R. Kelly’s former business manager is seeking $850,000 in legal fees after being found not guilty on charges he helped cover up years of Kelly’s sexual abuse of minors at the disgraced singer’s federal trial in Chicago.

Even though Kelly was found guilty of six of 13 counts in the Chicago trial, Derrel McDavid was acquitted on all four charges he faced: One count of conspiracy to receive child pornography, two counts of receiving child pornography, and one count of conspiracy to obstruct justice.

In an 18-page request filed Tuesday, McDavid’s lawyer Beau Brindley said his client racked up $850,000 in legal fees from the trial, $600,000 of which is unpaid, forcing McDavid to “liquidate real property and other assets in an attempt to pay.”
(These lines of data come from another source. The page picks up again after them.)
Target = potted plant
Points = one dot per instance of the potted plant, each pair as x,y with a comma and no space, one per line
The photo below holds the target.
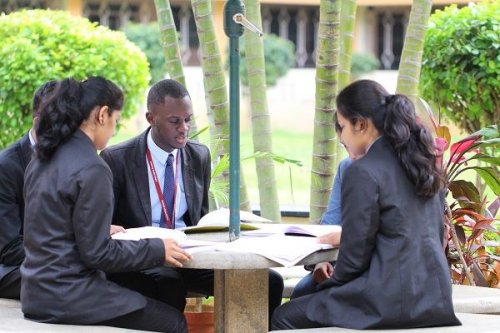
473,242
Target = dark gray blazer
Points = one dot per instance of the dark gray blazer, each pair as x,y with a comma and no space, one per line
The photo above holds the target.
69,207
127,162
13,162
391,271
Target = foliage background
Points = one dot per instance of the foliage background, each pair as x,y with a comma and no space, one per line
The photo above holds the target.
461,64
41,45
147,38
279,57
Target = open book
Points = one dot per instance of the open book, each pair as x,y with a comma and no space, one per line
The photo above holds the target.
218,220
285,250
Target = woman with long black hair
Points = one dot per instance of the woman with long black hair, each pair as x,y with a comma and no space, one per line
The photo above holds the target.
68,212
391,271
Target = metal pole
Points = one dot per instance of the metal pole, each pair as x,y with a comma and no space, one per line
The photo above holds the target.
234,31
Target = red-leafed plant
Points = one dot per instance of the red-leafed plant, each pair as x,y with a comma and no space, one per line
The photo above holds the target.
473,243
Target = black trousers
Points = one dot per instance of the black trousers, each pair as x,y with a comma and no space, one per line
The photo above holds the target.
292,315
171,285
10,285
155,316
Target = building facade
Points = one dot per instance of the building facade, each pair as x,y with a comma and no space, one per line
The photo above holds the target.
379,30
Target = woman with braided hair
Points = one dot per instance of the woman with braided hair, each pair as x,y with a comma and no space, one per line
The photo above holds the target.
68,212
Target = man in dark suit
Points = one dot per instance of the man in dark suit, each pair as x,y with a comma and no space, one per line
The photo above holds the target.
13,162
138,167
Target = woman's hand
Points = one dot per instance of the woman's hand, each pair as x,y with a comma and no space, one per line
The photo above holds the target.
332,238
174,254
322,271
115,229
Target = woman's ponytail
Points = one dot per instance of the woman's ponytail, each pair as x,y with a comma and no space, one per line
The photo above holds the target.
412,144
394,117
59,118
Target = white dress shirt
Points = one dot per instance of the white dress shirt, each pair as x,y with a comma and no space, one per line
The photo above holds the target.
159,157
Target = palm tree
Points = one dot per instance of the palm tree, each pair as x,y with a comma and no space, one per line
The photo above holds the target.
325,139
347,20
411,57
170,44
215,89
261,123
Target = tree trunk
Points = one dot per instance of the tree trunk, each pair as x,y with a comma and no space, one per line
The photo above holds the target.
215,89
411,57
325,138
261,120
170,43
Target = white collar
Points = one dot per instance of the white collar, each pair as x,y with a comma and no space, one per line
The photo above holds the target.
159,154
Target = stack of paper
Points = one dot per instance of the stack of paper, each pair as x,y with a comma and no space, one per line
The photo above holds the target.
313,230
150,232
218,220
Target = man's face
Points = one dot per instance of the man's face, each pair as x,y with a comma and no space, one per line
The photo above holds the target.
170,122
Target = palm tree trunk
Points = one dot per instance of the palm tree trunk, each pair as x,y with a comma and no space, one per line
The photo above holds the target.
325,139
170,44
215,88
261,120
411,57
347,20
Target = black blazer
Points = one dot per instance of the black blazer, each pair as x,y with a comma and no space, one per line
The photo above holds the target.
69,207
13,162
391,271
127,162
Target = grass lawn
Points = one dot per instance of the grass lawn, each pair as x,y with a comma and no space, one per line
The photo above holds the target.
293,181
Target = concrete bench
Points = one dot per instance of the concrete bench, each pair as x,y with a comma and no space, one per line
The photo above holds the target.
12,320
471,323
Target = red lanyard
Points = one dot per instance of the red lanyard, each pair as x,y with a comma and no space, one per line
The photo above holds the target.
159,192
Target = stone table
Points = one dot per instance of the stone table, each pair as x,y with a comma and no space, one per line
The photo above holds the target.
241,284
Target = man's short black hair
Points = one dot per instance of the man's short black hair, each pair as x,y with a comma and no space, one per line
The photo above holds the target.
164,88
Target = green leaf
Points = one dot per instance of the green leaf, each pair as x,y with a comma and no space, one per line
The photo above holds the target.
490,177
461,189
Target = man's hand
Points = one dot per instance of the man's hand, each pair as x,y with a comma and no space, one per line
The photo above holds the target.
322,271
174,254
115,229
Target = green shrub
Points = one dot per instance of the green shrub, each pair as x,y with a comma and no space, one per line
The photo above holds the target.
147,37
41,45
461,64
279,57
362,63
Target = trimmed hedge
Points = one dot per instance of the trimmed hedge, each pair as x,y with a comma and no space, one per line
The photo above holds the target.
461,64
41,45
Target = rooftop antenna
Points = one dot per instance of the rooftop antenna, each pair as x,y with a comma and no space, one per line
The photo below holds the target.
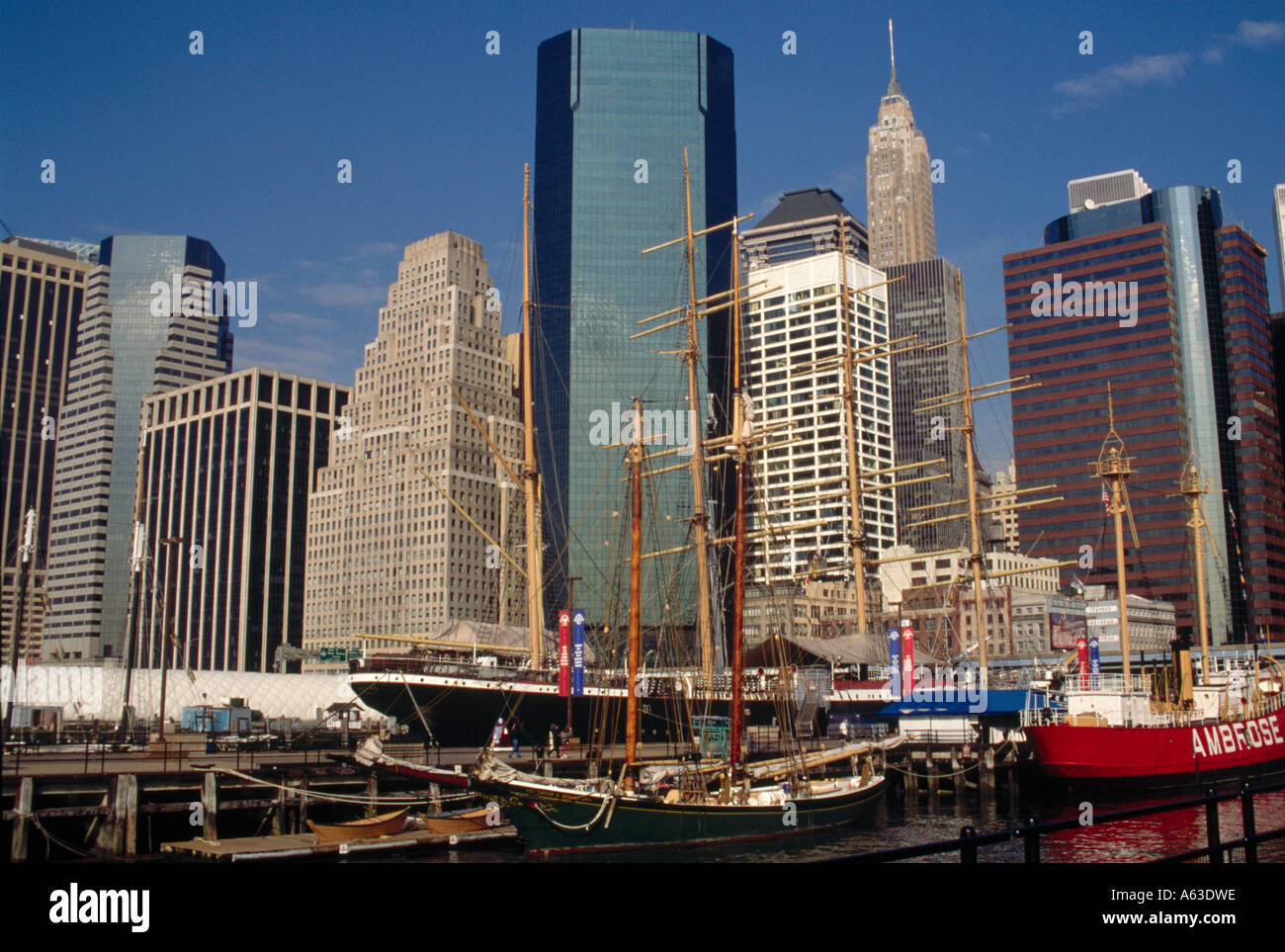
892,54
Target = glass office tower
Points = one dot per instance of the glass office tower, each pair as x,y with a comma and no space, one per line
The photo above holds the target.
124,354
615,111
1203,288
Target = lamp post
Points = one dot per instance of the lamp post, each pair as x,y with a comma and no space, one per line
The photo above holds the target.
166,636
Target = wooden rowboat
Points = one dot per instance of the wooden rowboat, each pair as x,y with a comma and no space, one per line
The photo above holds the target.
459,822
371,827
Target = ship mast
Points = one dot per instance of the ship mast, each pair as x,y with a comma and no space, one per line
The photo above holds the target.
976,558
1194,489
699,519
1116,468
631,711
741,454
856,530
530,468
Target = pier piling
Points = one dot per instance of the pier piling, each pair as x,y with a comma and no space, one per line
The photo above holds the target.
210,806
22,822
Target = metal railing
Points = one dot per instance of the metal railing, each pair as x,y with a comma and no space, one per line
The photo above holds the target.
1217,850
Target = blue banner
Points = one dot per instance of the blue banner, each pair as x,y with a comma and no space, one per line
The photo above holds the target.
577,654
895,661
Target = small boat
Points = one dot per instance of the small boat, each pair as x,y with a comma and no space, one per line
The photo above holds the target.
372,754
371,827
1174,728
463,822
“Mr. McDavid’s life was unalterably changed by the frivolous, vexatious, and bad faith prosecution over which he prevailed,” Brindley wrote.

McDavid spent two days on the witness stand during Kelly’s Chicago trial on child pornography charges, which ended with a split verdict against the singer. In his filing, Brindley claimed that his defense of McDavid in part helped Kelly avoid a guilty verdict on seven of the charges, the Chicago Sun-Times reported.

“The jury even acquitted Robert Kelly of more than half of the charges levied against him, in large part, based on the lies and falsehoods exposed by Mr. McDavid’s vigorous defense,” Brindley wrote.

However, the Associated Press notes that defendants actually recouping legal fees in these situations “are exceedingly rare and do not often succeed,” as they do not have the right to compensation. Brindley pointed to extenuating circumstances — the “necessarily incoherent” testimony of two of the trial’s witnesses — as grounds for repaying McDavid the $850,000 he owes in legal fees.

A sentencing date for Kelly in the Chicago federal trial has not yet been set; he has already been sentenced to 30 years in prison after being convicted on RICO charges in his Brooklyn federal trial.